UCLA: Movies make more profits when half the cast is white

Casts with non-whites in four of the eight top roles also provided the best return on investment

Published: Updated:
Read Mode
100% Font Size
2 min read

Movies make more money when exactly half their casts are non-white, according to an annual analysis released Thursday that shows an increasing demand for diversity in film.

In previous years, movies did better at the box office if two or three of the top eight billed actors were non-white. In 2014, four of eight was the magic number, ticket sales show.

“These aren’t momentary glitches. It’s the handwriting on the wall,” and it points to how profoundly out of touch the motion picture academy is when giving Oscars only to white actors, said Darnell Hunt, who directs the Ralph J. Bunche Center for African American Studies at the University of California, Los Angeles.

The Bunche Center has taken a close look at each year’s top-grossing films since 2011, grouping each movie according to how many non-white actors hold the top eight roles, and calculating the median global haul of each level of diversity.

The best performers, with a median ticket revenue of $122.2 million, turned out to be movies in which half the main cast was non-white. That’s more than double the $52.6 million median haul for films with no non-white actors in the top eight. Films where more than half the principal actors were non-white also did worse, with a median of $52.4 million.

Casts with non-whites in four of the eight top roles also provided the best return on investment, delivering ticket sales that were 3.4 times the films’ budgets, on average.
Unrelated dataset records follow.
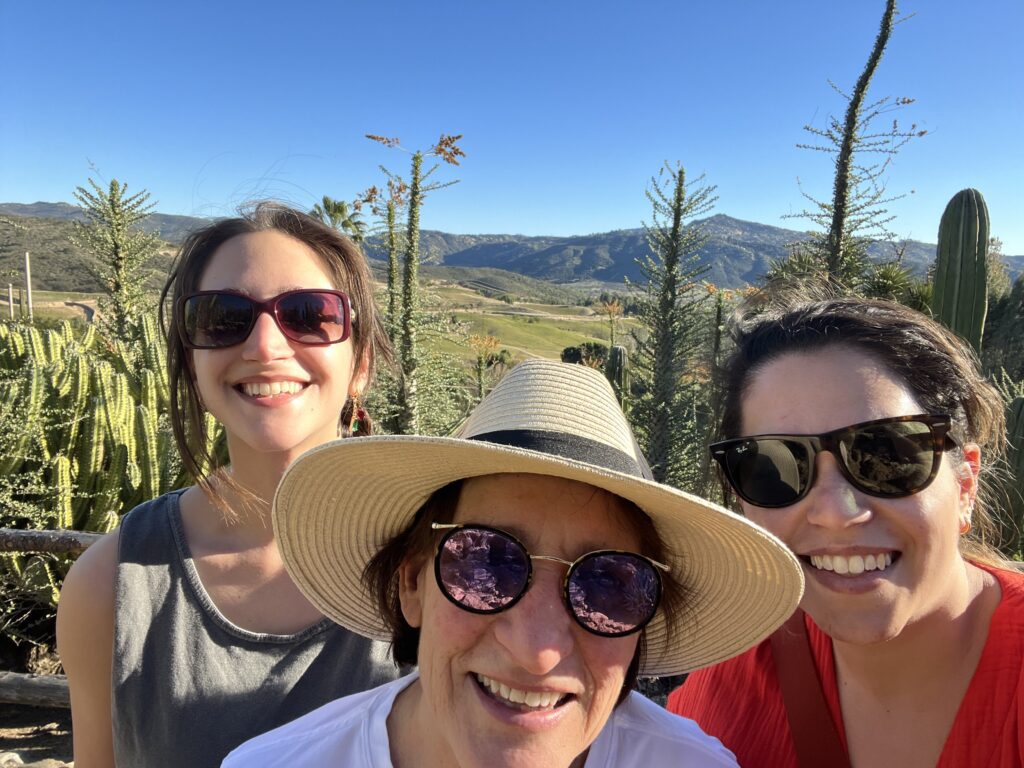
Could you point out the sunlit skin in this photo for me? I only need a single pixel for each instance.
(262, 265)
(448, 719)
(906, 639)
(810, 393)
(237, 558)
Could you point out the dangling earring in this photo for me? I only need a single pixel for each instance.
(360, 425)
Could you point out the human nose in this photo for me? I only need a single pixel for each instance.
(538, 631)
(833, 502)
(266, 342)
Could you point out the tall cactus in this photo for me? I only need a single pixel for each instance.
(961, 300)
(616, 369)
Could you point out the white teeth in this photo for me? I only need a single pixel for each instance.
(854, 564)
(532, 699)
(268, 389)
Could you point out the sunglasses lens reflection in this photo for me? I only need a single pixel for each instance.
(770, 470)
(613, 593)
(609, 593)
(312, 317)
(223, 320)
(482, 570)
(889, 460)
(219, 320)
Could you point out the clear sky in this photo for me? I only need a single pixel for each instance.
(567, 108)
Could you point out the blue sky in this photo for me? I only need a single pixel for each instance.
(567, 108)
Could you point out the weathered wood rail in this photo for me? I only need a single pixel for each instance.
(57, 542)
(40, 690)
(34, 690)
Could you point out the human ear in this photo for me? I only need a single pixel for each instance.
(967, 473)
(412, 584)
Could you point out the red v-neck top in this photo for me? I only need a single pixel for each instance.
(739, 700)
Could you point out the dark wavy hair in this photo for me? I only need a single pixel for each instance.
(937, 367)
(343, 261)
(419, 541)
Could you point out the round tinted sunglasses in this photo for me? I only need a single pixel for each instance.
(887, 458)
(486, 570)
(212, 320)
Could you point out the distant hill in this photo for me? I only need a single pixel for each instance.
(168, 226)
(737, 252)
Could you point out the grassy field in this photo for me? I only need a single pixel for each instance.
(526, 330)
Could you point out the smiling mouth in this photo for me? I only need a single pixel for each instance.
(523, 700)
(854, 564)
(269, 388)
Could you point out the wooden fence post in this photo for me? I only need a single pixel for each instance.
(28, 282)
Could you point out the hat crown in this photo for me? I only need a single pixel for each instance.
(542, 395)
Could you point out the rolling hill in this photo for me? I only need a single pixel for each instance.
(737, 252)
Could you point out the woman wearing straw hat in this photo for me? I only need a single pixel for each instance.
(531, 571)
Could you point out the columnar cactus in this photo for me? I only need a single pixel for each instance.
(961, 300)
(616, 368)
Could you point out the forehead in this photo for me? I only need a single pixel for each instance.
(819, 390)
(264, 264)
(552, 514)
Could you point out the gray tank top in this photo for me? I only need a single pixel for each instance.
(188, 685)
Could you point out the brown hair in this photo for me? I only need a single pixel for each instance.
(349, 272)
(418, 542)
(939, 369)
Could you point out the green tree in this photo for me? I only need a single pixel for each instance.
(666, 414)
(341, 216)
(122, 250)
(856, 213)
(409, 356)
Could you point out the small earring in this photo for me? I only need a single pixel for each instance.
(966, 519)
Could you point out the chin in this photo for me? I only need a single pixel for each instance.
(857, 628)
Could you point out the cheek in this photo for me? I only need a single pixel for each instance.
(777, 521)
(449, 632)
(607, 659)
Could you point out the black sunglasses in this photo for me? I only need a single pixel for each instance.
(212, 320)
(887, 458)
(486, 570)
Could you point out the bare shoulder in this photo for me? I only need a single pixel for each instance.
(89, 585)
(85, 643)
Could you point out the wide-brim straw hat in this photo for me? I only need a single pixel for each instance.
(339, 503)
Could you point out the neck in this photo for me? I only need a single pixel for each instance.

Franchises like the widely hailed “Fast and Furious” - which has swallowed $3.9 billion in global ticket sales - marketing campaigns and posters have purposefully played up the multiracial casts of the seven movies.

“The main payoff is always going to be the seven people on that poster,” said Kenny Gravillis, chief creative director and co-founder of movie marketing company Gravillis Inc. “The diversity of that ensemble, you feel like it adds to the box office. Absolutely.”